The coronavirus is spread through respiratory droplets which fall to the ground after travelling a certain distance. However, mounting evidence points to the ability of smaller floating particles, called aerosols, to carry the virus over longer distances. A team at Colorado State University, led by engineering researcher Tami Bond, a professor in the Department of Mechanical Engineering and Walter Scott, Jr. Presidential Chair in Energy, Environment and Health, have now created a new tool for defining how infectious pathogens, including the coronavirus, transport in the air.
The research has been published in Environmental Science and Technology.
Airborne transmission of viruses
The team has developed a tool which is a metric they have called ‘Effective Rebreathed Volume’. This is the amount of exhaled air from one person that, by the time it travels to the next person, contains the same number of particles.
Treating virus-carrying particles like any other aerosol enabled the team to make physics-based comparisons between different modes of transmission, and account for how sizes of particles would affect the number of particles that travel from one person to another.
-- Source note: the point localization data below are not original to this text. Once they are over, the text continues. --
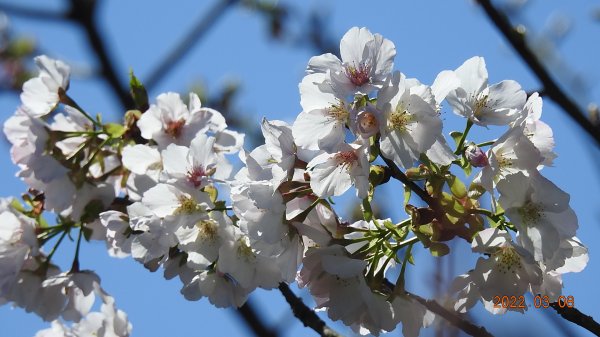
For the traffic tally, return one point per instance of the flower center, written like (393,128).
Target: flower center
(208,230)
(367,123)
(338,112)
(507,260)
(195,175)
(400,119)
(187,205)
(174,128)
(480,104)
(503,161)
(244,251)
(358,75)
(531,213)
For the study, the team investigated three different sized categories of particles that cover a biologically relevant range: 1 micron, 10 microns, and 100 microns, each of which have different air-travel characteristics. The scientists highlight that, depending on the size of the particles, different infection control measures would apply to reduce risk, from opening a window to increasing fresh air delivery through an HVAC system.
Bond said: “It quickly became clear there was some airborne component of transmission. A virus is an aerosol. Health-wise, they are different than other aerosols like pollution, but physically, they are not. They float in the air, and their movement depends on their size.”
Indoors versus outdoors
To understand the risk, the team compiled a set of models to compare different scenarios both indoors and outdoors, and found that distancing indoors, even six feet apart, is not enough to limit potentially harmful exposures. This is because confinement indoors allows particle volumes to build up in the air. Bond highlights that the paper shows the effect of this confinement indoors, and that particle transport can be quantified and compared to other risks that people find acceptable.
Researchers Jeff Pierce in atmospheric science, and Jay Ham in soil and crop sciences, both co-authors of the paper, helped the team understand atmospheric turbulence in ways that could be compared in indoor and outdoor environments. They found that outdoor interactions at distances greater than six-foot were safer than indoor interactions of the same time length and of the same distancing, as particles filled the room rather than being carried away by wind.
Pierce said: “We started fairly early on in the pandemic, and we were all filled with questions about: ‘Which situations are safer than others?’ Our pooled expertise allowed us to find answers to this question, and I learned a lot about air filtration and air exchange in my home and in my CSU classroom.”
Angela Bosco-Lauth, paper co-author and assistant professor in biomedical sciences, added: “The problem we face is that we still don’t know what the infectious dose is for people. Certainly, the more virus present, the higher the risk of infection, but we don’t have a good model to determine the dose for people. And quantifying infectious virus in the air is tremendously difficult.”
The team is now pursuing follow-up investigations, such as comparing different mitigation measures for reducing exposures to viruses indoors, and hope that the work can lay a foundation for more up-front quantification of transmission dynamics in the event of another pandemic.